If I have the time, one of my favorite things to do when I am in New York is to visit Sonnenberg Gardens. I discovered it (for myself since obviously someone knew about it before me!) many years ago listed in a book titled, New York, Off The Beaten Path (a great state series by the way). The gardens are peaceful, beautiful, and feel like a step back in time. This year I was lucky enough to share it with my little baby brother. Not only was he great company but he also helped me see it through a beginner's eyes again.
Before we entered the actual grounds, we came upon the welcome crew out panhandling.
Unfortunately we were not prepared for their appearance so we had nothing to give them. I swear I heard them mumbling something about ungrateful tourists as we walked away.
Once on the grounds, I ignored the admission person's advice and headed to the Japanese Garden. In my humble (?) opinion it really is the best starting point. Asian statuary, brooks running east to west, and a marvelous teahouse replica that the original owner used as both an entertainment center and a playhouse.
From there, it was off to the Roman bath house. When I first started going there the pool area was closed to the public as it was too unsafe to enter. It is still undergoing renovation but at least visitors can get a peek at it now for a sense of what life was like back in the 20's.
The pillars and the floor tiles are marble. If you enlarge the above photo the fountain that fed the pool is visible behind one of the pair of pillars.
We wandered through the other gardens (rose, traditional, blue and white, subrosa, and one I can't remember the name of) taking our time and oohing and ahing over each.
(In the formal garden)
We also passed under this exquisite Art Nouveau folly. Another structure that was no longer accessible to the public,
but it was on the way to my absolute favorite garden on the grounds.

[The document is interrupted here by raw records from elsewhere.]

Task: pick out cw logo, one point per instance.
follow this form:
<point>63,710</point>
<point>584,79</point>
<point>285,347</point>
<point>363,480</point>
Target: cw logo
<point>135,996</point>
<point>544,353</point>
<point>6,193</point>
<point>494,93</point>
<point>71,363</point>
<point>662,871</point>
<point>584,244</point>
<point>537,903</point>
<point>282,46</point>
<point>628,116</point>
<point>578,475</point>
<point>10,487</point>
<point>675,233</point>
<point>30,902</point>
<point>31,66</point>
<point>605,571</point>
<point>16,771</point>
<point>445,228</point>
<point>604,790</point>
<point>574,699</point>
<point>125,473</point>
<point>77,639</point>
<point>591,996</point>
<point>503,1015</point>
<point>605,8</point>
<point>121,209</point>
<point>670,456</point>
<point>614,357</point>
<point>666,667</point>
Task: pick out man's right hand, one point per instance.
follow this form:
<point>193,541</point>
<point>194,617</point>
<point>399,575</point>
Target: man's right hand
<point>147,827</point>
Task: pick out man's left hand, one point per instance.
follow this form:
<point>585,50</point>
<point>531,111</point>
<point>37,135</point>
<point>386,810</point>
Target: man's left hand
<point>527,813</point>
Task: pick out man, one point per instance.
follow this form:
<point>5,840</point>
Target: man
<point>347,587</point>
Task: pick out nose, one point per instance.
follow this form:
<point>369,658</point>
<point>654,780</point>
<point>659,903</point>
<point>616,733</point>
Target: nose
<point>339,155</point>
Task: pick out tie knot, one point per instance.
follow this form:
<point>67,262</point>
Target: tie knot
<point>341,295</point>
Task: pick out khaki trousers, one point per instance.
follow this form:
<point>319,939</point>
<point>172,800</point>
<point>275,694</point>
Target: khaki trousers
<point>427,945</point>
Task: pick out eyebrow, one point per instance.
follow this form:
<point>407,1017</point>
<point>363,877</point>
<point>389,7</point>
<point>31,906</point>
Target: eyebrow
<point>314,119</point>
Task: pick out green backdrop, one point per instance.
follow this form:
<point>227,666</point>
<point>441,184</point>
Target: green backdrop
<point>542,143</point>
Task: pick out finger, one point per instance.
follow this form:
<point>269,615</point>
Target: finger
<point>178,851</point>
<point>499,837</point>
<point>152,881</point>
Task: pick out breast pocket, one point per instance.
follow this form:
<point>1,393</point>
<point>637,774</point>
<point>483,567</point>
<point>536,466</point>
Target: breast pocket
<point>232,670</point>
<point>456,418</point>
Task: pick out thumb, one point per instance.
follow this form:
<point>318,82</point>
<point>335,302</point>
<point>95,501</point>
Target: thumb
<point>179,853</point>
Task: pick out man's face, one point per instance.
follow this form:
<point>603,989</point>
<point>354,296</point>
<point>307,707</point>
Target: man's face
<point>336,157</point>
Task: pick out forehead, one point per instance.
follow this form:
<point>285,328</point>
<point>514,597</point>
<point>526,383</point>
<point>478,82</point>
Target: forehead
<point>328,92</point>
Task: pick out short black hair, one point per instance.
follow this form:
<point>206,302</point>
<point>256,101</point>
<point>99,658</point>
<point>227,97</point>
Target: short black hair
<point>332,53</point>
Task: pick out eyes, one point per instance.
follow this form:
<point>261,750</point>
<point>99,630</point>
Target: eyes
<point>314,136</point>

The Rock Garden.
It was cooler there which was a treat after walking the entire grounds in August heat.
Our final stop was the mansion itself,
(BTW ladies, he is single!) a 40 room summer home for Frederick (founder of Citibank) and Mary Thompson.
Many of the couple's original furnishings are still scattered through the house,
including one of Mrs. Thompson's famous white peacocks which she had stuffed upon its demise (let's hope it was after its demise!).
After we had done all that walking, baby brother and I agreed that it was time to find some 'stuffing' for ourselves so we left the grounds and headed back into the 21st century for some elegant cafeteria chow. Ponderosa called to us and, after all that gentility, it would have been uncivilized to ignore them.
As homage to our day we made sure to crook our pinkies when we ate.